Il secondo motivo ha un nome: Lucas Leiva. Il brasiliano è arrivato alla Lazio in sordina, come un rimpiazzo improvvisato all'ormai ex capitano Biglia, passato al Milan e già infortunato. Sennonché, l'ex giocatore del Liverpool si è inserito da subito come un leader nei meccanismi del centrocampo laziale, rivelandosi fin dal precampionato perfino superiore al Lucas argentino, soprattutto per la capacità di recuperare palloni e di non perderne, oltre che di impostare geometrie e di vedere i tagli in profondità degli attaccanti. 
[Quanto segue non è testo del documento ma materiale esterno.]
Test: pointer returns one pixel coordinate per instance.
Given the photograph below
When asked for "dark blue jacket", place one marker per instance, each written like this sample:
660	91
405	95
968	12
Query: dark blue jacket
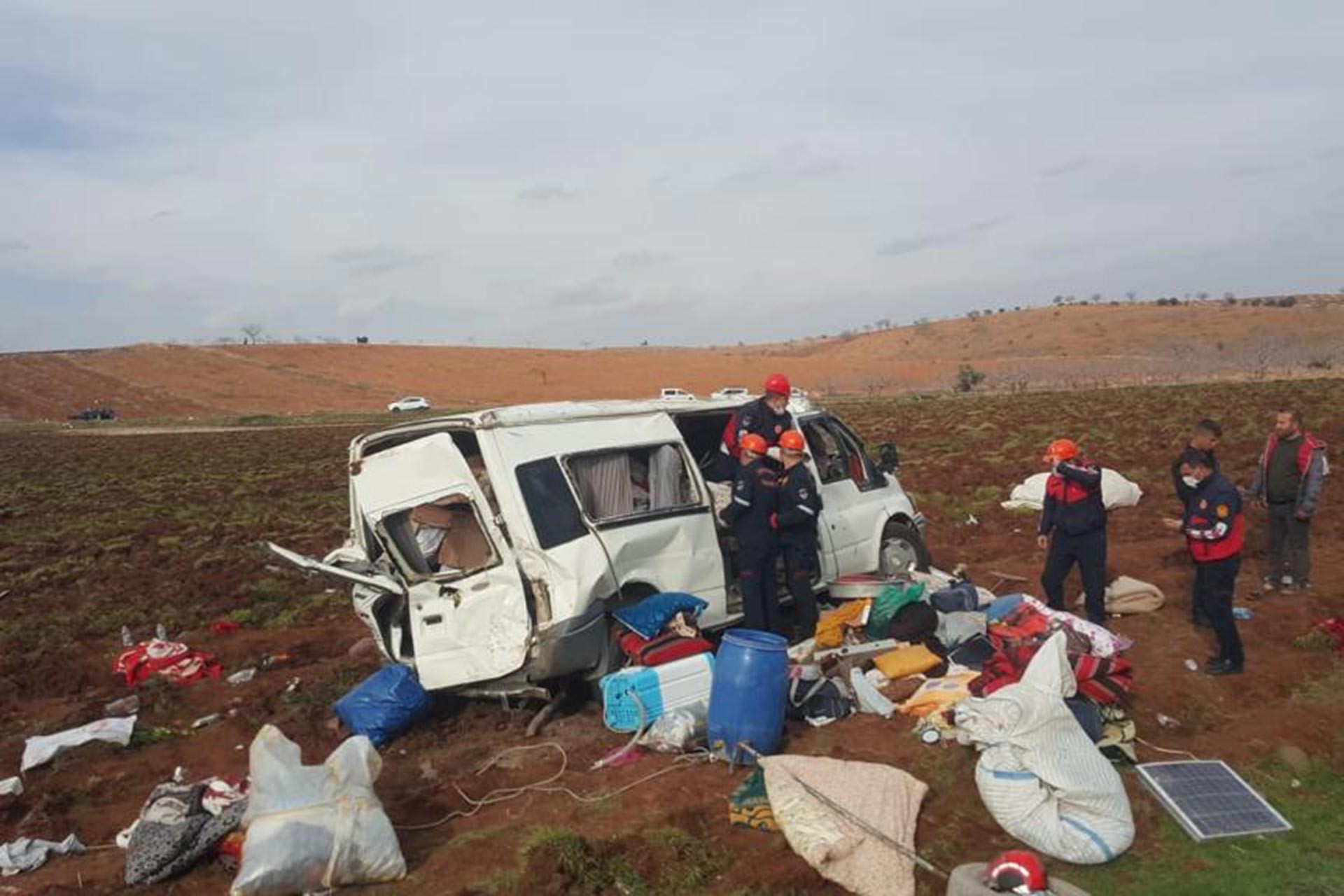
1073	500
756	498
800	505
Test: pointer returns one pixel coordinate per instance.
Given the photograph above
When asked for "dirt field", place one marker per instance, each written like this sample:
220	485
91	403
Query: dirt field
1050	347
99	532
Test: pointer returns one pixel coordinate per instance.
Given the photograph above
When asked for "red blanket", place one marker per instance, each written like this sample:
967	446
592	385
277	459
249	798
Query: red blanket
175	662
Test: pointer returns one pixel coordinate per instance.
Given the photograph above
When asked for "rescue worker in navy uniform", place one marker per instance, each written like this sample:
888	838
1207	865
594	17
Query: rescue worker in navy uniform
1215	531
1073	526
766	416
796	522
749	514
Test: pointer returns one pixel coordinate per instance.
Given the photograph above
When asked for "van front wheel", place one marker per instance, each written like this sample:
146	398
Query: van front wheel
902	548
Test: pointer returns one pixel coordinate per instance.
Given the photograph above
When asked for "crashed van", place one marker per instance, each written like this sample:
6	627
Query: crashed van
487	550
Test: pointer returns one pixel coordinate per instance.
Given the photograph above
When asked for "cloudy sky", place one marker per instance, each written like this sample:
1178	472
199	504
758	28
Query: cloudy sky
569	174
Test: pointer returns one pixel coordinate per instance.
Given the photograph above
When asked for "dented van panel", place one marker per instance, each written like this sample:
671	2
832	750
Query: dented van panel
487	550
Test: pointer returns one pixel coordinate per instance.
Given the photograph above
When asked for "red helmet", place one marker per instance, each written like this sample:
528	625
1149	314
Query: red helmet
1018	871
1063	449
777	384
753	442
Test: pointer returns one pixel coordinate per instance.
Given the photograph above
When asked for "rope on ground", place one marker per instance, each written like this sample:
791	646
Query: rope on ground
546	785
1175	752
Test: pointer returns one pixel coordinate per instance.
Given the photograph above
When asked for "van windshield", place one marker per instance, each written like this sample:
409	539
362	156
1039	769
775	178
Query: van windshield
632	482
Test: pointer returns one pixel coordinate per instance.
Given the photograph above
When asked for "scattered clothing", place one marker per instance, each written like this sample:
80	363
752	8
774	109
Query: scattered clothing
956	629
168	659
749	806
26	855
43	748
889	602
907	662
882	797
1116	492
914	622
179	825
958	598
939	695
831	628
1126	596
1040	774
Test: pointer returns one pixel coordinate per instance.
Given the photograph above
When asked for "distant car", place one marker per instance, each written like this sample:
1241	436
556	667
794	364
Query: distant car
94	414
409	403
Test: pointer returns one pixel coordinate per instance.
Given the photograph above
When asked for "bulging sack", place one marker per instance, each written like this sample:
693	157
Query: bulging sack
312	828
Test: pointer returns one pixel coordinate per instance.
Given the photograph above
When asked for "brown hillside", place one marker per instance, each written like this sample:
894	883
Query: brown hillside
1074	346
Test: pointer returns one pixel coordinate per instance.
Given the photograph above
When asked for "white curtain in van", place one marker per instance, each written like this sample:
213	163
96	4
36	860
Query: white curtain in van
667	479
605	484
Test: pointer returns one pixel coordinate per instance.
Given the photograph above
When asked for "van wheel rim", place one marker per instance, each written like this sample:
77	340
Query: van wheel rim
898	555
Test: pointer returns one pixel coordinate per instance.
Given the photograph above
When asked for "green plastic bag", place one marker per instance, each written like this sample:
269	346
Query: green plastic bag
888	605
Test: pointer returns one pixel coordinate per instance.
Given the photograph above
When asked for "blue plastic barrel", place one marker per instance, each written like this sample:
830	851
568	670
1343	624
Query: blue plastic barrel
749	692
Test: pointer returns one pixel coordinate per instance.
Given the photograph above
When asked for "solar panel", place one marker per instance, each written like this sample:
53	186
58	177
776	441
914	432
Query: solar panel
1210	799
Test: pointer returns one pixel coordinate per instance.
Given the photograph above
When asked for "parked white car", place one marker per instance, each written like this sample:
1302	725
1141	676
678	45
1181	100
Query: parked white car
487	550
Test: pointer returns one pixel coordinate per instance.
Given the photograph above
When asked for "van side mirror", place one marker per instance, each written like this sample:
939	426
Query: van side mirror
889	460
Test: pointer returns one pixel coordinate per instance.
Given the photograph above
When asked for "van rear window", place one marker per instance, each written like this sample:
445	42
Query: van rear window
555	516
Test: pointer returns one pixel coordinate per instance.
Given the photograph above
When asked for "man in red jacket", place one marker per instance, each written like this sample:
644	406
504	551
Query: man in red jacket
1288	482
1215	531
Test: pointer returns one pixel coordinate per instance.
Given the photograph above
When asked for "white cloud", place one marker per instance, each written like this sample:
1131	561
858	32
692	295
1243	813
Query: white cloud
447	171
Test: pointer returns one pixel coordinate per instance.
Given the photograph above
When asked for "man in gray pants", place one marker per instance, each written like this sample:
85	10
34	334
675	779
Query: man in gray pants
1288	482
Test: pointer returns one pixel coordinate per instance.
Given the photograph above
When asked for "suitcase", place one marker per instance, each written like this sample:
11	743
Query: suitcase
657	688
666	648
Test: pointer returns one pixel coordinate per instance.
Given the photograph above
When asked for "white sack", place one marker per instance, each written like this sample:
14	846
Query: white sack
883	797
26	853
311	828
1116	491
41	750
1040	774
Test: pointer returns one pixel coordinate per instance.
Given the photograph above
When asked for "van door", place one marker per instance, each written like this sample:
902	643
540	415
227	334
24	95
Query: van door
467	608
853	492
651	514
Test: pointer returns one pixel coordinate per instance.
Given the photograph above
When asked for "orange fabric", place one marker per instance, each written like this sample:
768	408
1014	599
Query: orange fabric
834	622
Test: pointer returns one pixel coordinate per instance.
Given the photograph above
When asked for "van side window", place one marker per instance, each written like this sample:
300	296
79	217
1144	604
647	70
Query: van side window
839	454
631	482
441	539
550	504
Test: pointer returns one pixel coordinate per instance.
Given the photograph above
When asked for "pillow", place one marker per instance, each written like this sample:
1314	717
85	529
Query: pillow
648	617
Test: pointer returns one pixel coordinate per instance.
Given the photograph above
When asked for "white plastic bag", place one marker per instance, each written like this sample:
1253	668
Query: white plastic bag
678	731
312	828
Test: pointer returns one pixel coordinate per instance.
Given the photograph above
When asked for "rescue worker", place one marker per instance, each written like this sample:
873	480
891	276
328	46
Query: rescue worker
1215	531
1073	526
749	514
766	416
1288	482
1203	438
796	523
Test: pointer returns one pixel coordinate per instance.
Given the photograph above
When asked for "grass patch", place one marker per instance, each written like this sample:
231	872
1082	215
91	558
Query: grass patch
1307	862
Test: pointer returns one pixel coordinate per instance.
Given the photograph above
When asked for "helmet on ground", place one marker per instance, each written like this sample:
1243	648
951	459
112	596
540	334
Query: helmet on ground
753	442
1063	449
1016	871
777	384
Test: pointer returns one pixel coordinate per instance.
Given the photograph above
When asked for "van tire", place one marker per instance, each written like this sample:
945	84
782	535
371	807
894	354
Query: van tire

Il terzo fattore ad aver favorito la Lazio è stato Simone Inzaghi. Nonostante una società che sembra remargli contro - aveva chiesto un'ala veloce, gli hanno comprato un colosso da area piccola come il colombiano Caicedo - l'allenatore biancoceleste si sta rivelando sempre più l'uomo dei miracoli. Con Felipe Anderson in panchina per infortunio, ha avuto il coraggio di tenere fuori dalla lista dei convocati Keita, che presumibilmente si trasferirà a breve proprio alla corte di Allegri. Sembrava una resa, invece Inzaghi ha rilanciato con un colpo di genio tattico: Milinkovic Savic attaccante dietro Immobile. Il serbo, pur non avendo la velocità dei due compagni rimasti fuori, ha messo in capo il fisico, la tecnica e soprattutto il carisma del grande giocatore. Allegri, è evidente, non lo aveva previsto.